Generic Types in Java, C++, and C

Brad Vander Zanden


  1. Polymorphism: refers to the ability of the same code to perform the same action on different types of data. There are two primary types of polymorphism:
    1. Parametric polymorphism: The code takes the type as a parameter, either explicitly (as in C++/Java templates) or implicitly (as in Lisp, which determines the type from the data being used). Some compilers, such as the C++ compiler, generate multiple copies of the code, one for each type. Other compilers, such as the Java compiler, generate a single copy of the code which should work with all types. This is why Java's templates cannot support primitive types, because a single copy of the code cannot use built-in operations, such as + or <. Instead it must rely on method calls, and hence it must work with objects.
    2. Subtype polymorphism: Subtype polymorphism is associated with inheritance hierarchies. It refers to a procedure that should yield the same behavior but might require different implementations for different subtypes. There are two types of subtype polymorphism:
      1. The code is shared between the super class and its children via a non-virtual method. In this case one copy of the procedure works for all subtypes.
      2. The super class declares a virtual method for which it expects each subclass to provide a different implementation. In this case the expected behavior is the same, such as to draw an object to the screen or to indicate whether or not a mouse point is contained in the object, but the implementation is different.
  2. Polymorphism in C, C++, and Java
    1. Java
      1. Original approach: the developers of Java felt that C++ templates were too complicated, so their original solution was to provide the implicit master class Object.
        1. Generic code uses the type Object whenever it needs to refer to a specific piece of data
        2. Programs downcast the Object type to a specific type when they retrieve an object from a generic data structure
        3. Disadvantages
          1. downcasting can be dangerous
          2. Object supports generic data structures but not generic algorithms, such as quicksort, which require a common comparator method
        4. Advantages: One copy of the code works with multiple types
      2. All this downcasting was both bothersome to use, and ran the risk of run-time type conversion errors that could not be type-checked by the compiler. Eventually the Java developers introduced a simplified template mechanism. When programmers declare a variable to use a template type, the declaration looks much like a C++ template. However, the definition of a template type is simpler. Here's a simple declaration of a wrapper type:
                        public class Box<T> {
        
                            // T stands for "Type"
                            protected T t;
        
                            public void add(T t) {
                                this.t = t;
                            }
        
                            public T get() {
                                return t;
                            }
                        }
        
        As you can see, the type looks like a parameter to a function. You are allowed to pass multiple types to a template. For example, a hash table would have types for both the key and the value objects.

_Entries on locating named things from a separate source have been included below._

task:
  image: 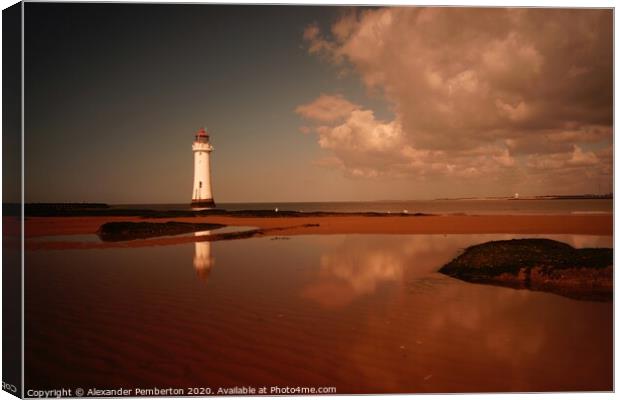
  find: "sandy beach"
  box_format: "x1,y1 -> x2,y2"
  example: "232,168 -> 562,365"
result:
20,215 -> 613,249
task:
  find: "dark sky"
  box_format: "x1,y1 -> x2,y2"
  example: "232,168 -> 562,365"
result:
25,3 -> 612,203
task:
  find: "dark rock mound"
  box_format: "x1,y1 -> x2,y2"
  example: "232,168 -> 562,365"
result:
97,221 -> 225,242
439,239 -> 613,301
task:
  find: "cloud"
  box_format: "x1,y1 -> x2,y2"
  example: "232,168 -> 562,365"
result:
296,7 -> 613,194
295,94 -> 358,122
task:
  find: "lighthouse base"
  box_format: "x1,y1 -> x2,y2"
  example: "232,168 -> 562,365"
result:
192,199 -> 215,208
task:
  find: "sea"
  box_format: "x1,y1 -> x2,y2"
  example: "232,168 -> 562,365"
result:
112,199 -> 613,215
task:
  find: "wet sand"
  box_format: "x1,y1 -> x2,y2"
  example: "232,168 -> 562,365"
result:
25,215 -> 613,239
25,235 -> 613,394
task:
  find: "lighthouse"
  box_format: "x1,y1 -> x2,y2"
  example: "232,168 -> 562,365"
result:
192,128 -> 215,208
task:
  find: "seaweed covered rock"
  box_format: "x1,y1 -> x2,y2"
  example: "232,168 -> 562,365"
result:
97,221 -> 225,242
439,239 -> 613,301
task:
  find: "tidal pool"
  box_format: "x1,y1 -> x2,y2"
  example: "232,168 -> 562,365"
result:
25,235 -> 613,394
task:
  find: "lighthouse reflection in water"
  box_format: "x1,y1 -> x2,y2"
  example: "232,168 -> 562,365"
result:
194,231 -> 215,281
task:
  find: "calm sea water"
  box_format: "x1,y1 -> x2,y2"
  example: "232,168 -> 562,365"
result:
25,235 -> 613,394
114,199 -> 613,214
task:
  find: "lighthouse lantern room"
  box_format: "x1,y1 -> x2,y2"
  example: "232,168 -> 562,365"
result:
192,128 -> 215,208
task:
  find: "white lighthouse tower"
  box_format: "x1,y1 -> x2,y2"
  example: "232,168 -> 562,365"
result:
192,128 -> 215,208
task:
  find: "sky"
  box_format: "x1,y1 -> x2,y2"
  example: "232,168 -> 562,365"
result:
25,3 -> 613,204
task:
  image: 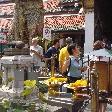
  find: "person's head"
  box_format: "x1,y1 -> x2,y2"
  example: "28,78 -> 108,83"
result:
67,44 -> 80,57
52,39 -> 60,48
66,37 -> 73,45
32,37 -> 39,46
93,40 -> 104,50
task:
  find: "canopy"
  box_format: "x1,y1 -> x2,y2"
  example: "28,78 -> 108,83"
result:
85,48 -> 112,57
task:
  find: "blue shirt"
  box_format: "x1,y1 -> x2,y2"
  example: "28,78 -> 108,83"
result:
68,56 -> 81,78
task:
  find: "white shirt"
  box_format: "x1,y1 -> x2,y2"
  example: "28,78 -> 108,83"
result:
30,45 -> 43,66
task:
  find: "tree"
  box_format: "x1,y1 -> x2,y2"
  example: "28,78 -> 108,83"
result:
13,0 -> 44,44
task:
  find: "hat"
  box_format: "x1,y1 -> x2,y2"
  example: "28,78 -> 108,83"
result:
66,37 -> 73,44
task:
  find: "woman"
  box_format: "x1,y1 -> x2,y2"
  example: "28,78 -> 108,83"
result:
62,44 -> 87,83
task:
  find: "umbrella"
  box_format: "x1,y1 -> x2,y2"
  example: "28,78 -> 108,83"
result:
84,48 -> 112,57
0,40 -> 8,44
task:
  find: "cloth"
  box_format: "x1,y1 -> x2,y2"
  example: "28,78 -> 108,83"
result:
44,46 -> 59,71
30,45 -> 43,66
59,46 -> 69,72
68,56 -> 81,77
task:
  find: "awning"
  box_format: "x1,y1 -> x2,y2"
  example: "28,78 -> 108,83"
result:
44,14 -> 85,31
0,3 -> 15,15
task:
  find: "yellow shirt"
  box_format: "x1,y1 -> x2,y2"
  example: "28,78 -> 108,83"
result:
59,46 -> 69,72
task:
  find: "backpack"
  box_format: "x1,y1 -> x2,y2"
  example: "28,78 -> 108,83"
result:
62,58 -> 71,77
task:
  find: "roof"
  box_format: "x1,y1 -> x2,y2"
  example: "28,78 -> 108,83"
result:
0,3 -> 15,16
44,14 -> 85,31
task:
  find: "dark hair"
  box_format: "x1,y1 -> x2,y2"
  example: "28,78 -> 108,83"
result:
67,44 -> 76,55
93,40 -> 104,50
52,39 -> 59,45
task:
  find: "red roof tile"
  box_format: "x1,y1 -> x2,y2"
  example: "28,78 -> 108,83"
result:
0,3 -> 15,15
44,15 -> 85,30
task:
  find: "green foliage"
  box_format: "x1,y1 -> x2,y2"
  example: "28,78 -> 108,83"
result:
21,89 -> 32,96
2,98 -> 11,109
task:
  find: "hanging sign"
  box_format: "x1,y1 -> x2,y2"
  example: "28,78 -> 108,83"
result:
43,28 -> 51,40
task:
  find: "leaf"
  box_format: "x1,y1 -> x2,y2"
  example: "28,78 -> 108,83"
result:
21,89 -> 32,96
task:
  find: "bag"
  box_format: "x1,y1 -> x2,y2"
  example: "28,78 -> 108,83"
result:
62,58 -> 71,77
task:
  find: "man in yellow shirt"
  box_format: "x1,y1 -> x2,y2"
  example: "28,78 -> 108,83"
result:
59,37 -> 73,73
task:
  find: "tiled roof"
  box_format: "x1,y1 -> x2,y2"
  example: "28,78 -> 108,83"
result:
43,0 -> 59,10
0,18 -> 13,31
44,15 -> 85,31
0,3 -> 15,16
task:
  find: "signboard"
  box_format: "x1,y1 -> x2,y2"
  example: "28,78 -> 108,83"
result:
84,0 -> 94,9
43,28 -> 51,40
0,33 -> 6,40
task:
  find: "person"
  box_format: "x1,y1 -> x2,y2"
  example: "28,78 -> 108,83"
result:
102,37 -> 111,50
30,37 -> 44,69
93,40 -> 105,50
59,37 -> 73,73
44,39 -> 60,71
62,44 -> 87,83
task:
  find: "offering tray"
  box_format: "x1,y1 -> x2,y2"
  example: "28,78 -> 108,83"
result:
66,84 -> 87,90
44,77 -> 67,87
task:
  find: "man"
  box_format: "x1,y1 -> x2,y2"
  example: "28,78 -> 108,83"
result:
44,39 -> 60,71
59,37 -> 73,73
30,37 -> 44,69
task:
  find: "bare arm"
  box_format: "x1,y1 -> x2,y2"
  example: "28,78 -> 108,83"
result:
62,59 -> 70,73
30,49 -> 44,59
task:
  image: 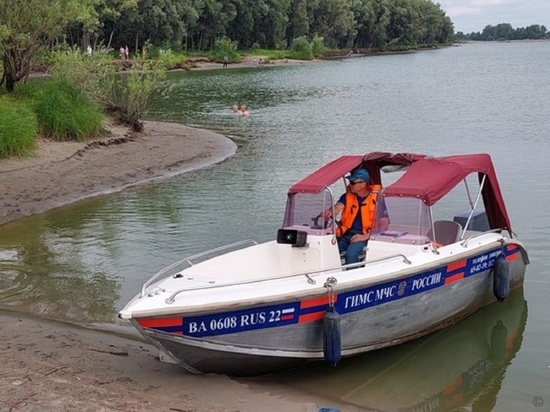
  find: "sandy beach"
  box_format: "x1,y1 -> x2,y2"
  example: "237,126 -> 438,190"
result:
0,117 -> 336,412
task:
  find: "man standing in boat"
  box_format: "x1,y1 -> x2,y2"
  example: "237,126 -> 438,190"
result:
325,169 -> 389,264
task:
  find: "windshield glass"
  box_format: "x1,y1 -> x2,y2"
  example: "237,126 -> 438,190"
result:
371,193 -> 431,244
283,190 -> 333,235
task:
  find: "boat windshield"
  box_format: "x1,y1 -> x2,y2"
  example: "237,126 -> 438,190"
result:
283,190 -> 333,235
371,193 -> 431,245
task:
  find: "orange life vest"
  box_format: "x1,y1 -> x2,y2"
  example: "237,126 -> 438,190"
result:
336,185 -> 382,237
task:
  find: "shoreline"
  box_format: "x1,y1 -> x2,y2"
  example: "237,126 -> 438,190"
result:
0,121 -> 237,226
0,311 -> 322,412
0,121 -> 338,412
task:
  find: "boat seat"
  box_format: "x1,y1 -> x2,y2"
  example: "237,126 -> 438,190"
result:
340,246 -> 367,266
428,220 -> 462,246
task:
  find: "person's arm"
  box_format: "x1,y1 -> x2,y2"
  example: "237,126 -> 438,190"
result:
378,217 -> 390,232
324,202 -> 344,219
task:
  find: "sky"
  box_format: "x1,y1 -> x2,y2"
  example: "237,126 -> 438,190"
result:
432,0 -> 550,33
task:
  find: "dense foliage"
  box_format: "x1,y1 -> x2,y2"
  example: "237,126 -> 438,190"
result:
66,0 -> 453,53
0,96 -> 38,158
456,23 -> 550,41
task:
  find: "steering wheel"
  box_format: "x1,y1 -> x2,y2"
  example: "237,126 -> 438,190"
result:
311,213 -> 332,229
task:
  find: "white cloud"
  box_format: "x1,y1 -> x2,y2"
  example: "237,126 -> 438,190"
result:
434,0 -> 550,33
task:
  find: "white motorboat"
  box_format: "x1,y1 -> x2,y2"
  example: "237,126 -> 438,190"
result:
119,152 -> 529,376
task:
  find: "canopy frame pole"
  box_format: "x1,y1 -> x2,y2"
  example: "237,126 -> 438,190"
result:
460,174 -> 487,240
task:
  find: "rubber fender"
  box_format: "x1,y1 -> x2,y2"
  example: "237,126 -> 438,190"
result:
323,308 -> 342,366
493,253 -> 510,302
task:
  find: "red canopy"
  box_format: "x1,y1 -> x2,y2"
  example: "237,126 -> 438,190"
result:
289,152 -> 512,231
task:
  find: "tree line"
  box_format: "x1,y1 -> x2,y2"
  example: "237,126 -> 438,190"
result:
62,0 -> 454,51
456,23 -> 550,41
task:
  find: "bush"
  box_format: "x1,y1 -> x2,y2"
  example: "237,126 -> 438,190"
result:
0,97 -> 38,157
34,77 -> 104,141
292,36 -> 313,60
311,36 -> 326,58
158,49 -> 185,70
208,37 -> 242,63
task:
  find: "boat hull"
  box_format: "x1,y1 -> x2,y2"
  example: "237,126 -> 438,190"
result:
132,245 -> 526,376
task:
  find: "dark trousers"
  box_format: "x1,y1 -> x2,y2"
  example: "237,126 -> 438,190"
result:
338,230 -> 368,265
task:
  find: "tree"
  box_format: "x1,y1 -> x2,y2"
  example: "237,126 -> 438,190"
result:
0,0 -> 93,92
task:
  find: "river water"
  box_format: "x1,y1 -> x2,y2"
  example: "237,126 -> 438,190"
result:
0,42 -> 550,411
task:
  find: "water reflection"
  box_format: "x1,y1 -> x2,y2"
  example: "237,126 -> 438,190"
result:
268,289 -> 527,412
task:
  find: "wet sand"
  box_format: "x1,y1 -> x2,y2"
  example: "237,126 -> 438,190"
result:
0,122 -> 336,412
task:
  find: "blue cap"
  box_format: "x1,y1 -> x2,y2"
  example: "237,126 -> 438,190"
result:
348,169 -> 370,182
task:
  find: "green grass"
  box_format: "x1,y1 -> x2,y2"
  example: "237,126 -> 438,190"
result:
0,96 -> 38,158
32,78 -> 104,141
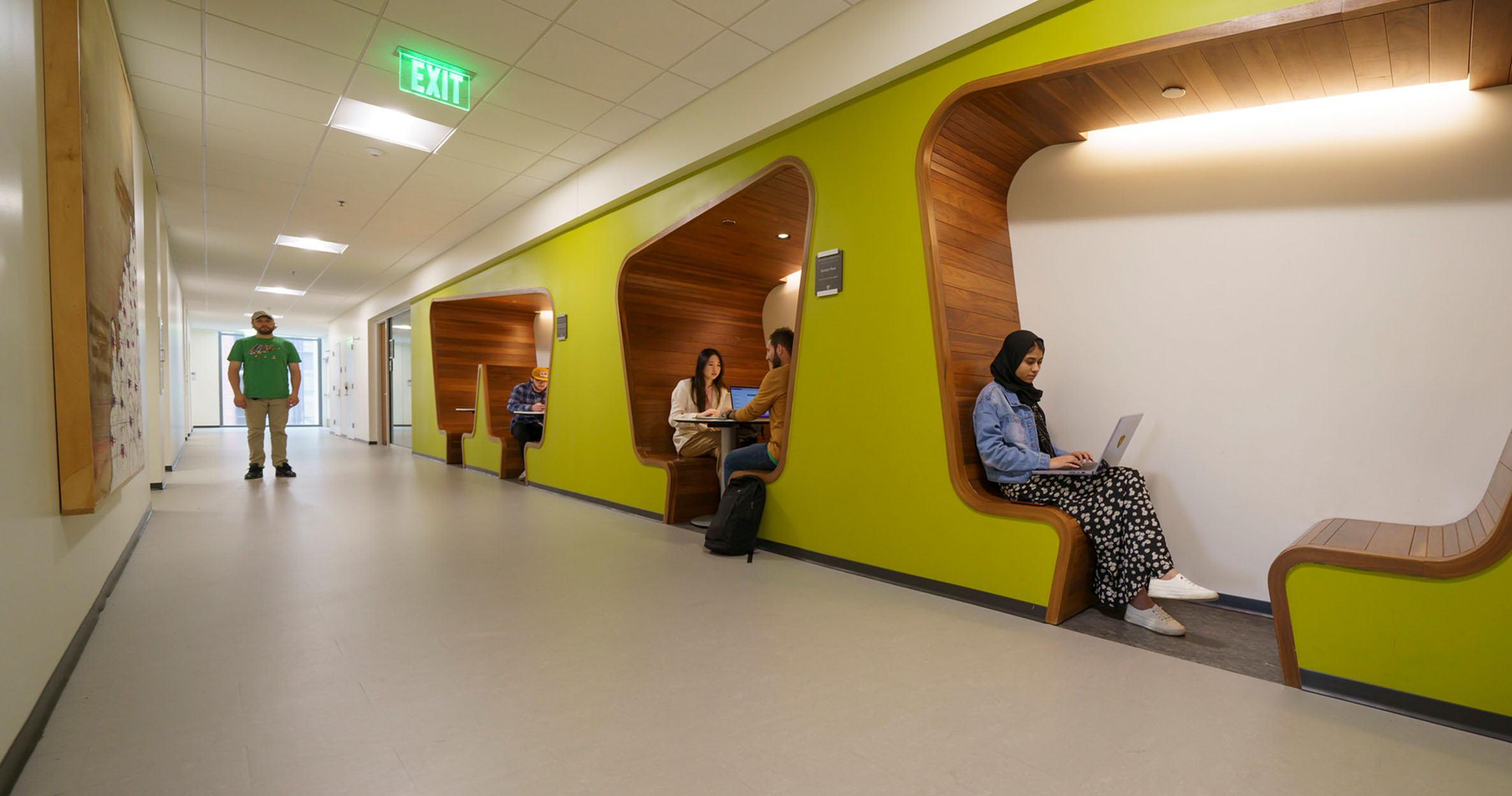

        Here is a declaration of a variable of type Box, and its use:

        class Test {
            static public void main(String args[]) {
        	Box<String> b = new Box<String>();
        	b.add(args[0]);
        	String myArg = b.get();
        	System.out.println(myArg);
            }
        }
        
        1. Starting with Java 1.7, you can omit the type arguments required to invoke the constructor, provided that you still use the diamond (<>) operator. Hence you can instead write
          Box<String> b = new Box<>();
          
        2. Java generics have the restriction that they must be instantiated with a user-defined class. Hence generics may not be instantiated with primitive types, such as ints. If you want to use a primitive type, use its wrapper type instead, such as Integer.
        3. Java uses only one copy of the code and uses an "upper bound" on the type to instantiate the code. In the above example, Object is the upper bound on the type, and hence the Java compiler would instantiate the code using the type Object. If a Box<Integer> were declared, then the Java compiler would then introduce explicit Integer downcasts wherever necessary to make the code work.
        4. If you forget to provide a type argument, either in declaring a variable with a generic type, or in calling the constructor to create an object of a generic type, then you get an object with the raw type of the generic class. The raw type uses Object (or the upper bound for the type parameter). This can mess you up if you are expecting to use specific types, since Java may give you vague error messages. For example in the following code I have inadvertently omitted the diamond operator from the instantiation of the LinkedList constructor, which means that Java creates a LinkedList that stores Objects rather than Integers. I get a vague error message:
          class Foo {
              LinkedList<Integer> a = new LinkedList();
            
              Foo() {
                  a.add(3);
          	a.add(6);
          	int x = a.get(0) + a.get(1);
              }
          }
          
          UNIX> javac Foo.java
          Note: Foo.java uses unchecked or unsafe operations.
          Note: Recompile with -Xlint:unchecked for details.
          
          If you recompile with -Xlint then the Java compiler will be forthcoming about the fact that you omitted the diamond operator when creating the LinkedList object. Note that the solution is to write:
          LinkedList<Integer> a = new LinkedList<>();
          
        5. Generic Methods: You can also declare generic methods within either non-generic classes, or within a generic class that has a different type. For example, a generic printing method that I place inside Box.java might look as follows:
                             public <V> void print(V data[]) {
                                 for (V val : data) {
                                     System.out.println(val);
                                 }
                             }
          
          Notice that there is a <V> in front of the void and after the public keywords. If I had instead used T, I would not have been required to use a leading <T>.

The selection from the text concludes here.